The new law, Public Chapter 785, prohibits the search and seizure of a cellular phone during a routine traffic stop, and states that no cellular telephone data that is obtained in violation of the legislation is admissible as evidence in any court of law.
Supporters of Tennessee’s new law were further bolstered by this week’s U.S. Supreme Court decision regarding cellular phone privacy. In Riley v. California, Chief Justice John Roberts authored a unanimous decision stating that the Fourth Amendment requires police to obtain a search warrant prior to the search of a cellular phone - using arguments similar to those put forth by Beavers this past legislative session.

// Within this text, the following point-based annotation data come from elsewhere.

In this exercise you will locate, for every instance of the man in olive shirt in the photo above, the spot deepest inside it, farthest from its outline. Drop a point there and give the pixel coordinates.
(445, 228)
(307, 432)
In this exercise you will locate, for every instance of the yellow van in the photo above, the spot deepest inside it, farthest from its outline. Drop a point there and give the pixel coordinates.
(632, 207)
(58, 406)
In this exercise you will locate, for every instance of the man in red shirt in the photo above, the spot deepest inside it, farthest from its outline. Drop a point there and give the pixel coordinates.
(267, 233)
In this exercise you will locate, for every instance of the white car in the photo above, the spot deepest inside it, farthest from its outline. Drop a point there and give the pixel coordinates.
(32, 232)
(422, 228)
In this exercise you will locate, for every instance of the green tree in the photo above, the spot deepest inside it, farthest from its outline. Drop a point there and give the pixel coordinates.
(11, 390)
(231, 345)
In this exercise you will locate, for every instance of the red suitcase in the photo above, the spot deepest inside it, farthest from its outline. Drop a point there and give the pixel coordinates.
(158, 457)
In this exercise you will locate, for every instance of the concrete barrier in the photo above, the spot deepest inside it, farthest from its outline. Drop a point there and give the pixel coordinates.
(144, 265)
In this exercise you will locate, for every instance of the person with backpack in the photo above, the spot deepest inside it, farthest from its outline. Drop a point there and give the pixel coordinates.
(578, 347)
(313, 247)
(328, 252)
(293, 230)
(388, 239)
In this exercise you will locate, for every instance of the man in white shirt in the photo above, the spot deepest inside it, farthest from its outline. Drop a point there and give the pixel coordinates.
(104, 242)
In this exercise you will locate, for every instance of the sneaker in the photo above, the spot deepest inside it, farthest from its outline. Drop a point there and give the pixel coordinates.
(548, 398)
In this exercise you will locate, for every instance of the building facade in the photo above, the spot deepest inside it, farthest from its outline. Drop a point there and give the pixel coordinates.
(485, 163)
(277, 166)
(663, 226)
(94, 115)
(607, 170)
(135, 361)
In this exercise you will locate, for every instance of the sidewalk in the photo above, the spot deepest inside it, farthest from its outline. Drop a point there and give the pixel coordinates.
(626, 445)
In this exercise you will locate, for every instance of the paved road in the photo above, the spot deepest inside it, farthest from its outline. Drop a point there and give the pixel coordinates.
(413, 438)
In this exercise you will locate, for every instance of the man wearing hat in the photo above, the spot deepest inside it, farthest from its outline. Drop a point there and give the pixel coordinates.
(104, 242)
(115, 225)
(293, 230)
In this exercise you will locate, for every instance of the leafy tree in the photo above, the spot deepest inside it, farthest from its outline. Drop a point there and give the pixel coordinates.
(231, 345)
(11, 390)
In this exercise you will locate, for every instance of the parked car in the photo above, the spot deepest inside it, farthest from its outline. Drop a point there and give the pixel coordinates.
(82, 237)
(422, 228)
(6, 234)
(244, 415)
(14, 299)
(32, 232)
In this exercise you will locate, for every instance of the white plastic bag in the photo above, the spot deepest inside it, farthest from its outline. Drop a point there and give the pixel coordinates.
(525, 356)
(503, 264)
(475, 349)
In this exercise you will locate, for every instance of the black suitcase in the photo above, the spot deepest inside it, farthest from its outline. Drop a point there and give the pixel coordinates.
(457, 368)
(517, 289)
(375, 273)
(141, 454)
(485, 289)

“Searching or seizing a person’s cellphone or smartphone data without any judicial oversight is a major invasion of the privacy of our citizens,” said Beavers. “I am thrilled that the U.S. Supreme Court further emphasized the importance of protecting against increased government encroachment into our everyday lives. As Justice Roberts stated, a search of someone’s phone can be more intrusive than a search of their home. Therefore, we must continue to be vigilant to ensure that our constitutional freedoms are protected, even in light of the technological advances in our society.”
In his concurring opinion, Justice Samuel Alito also acknowledged the roles of state legislatures in debating privacy laws, stating that “Legislatures, elected by the people, are in a better position than we are to assess and respond to the changes that have already occurred and those that almost certainly will take place in the future.”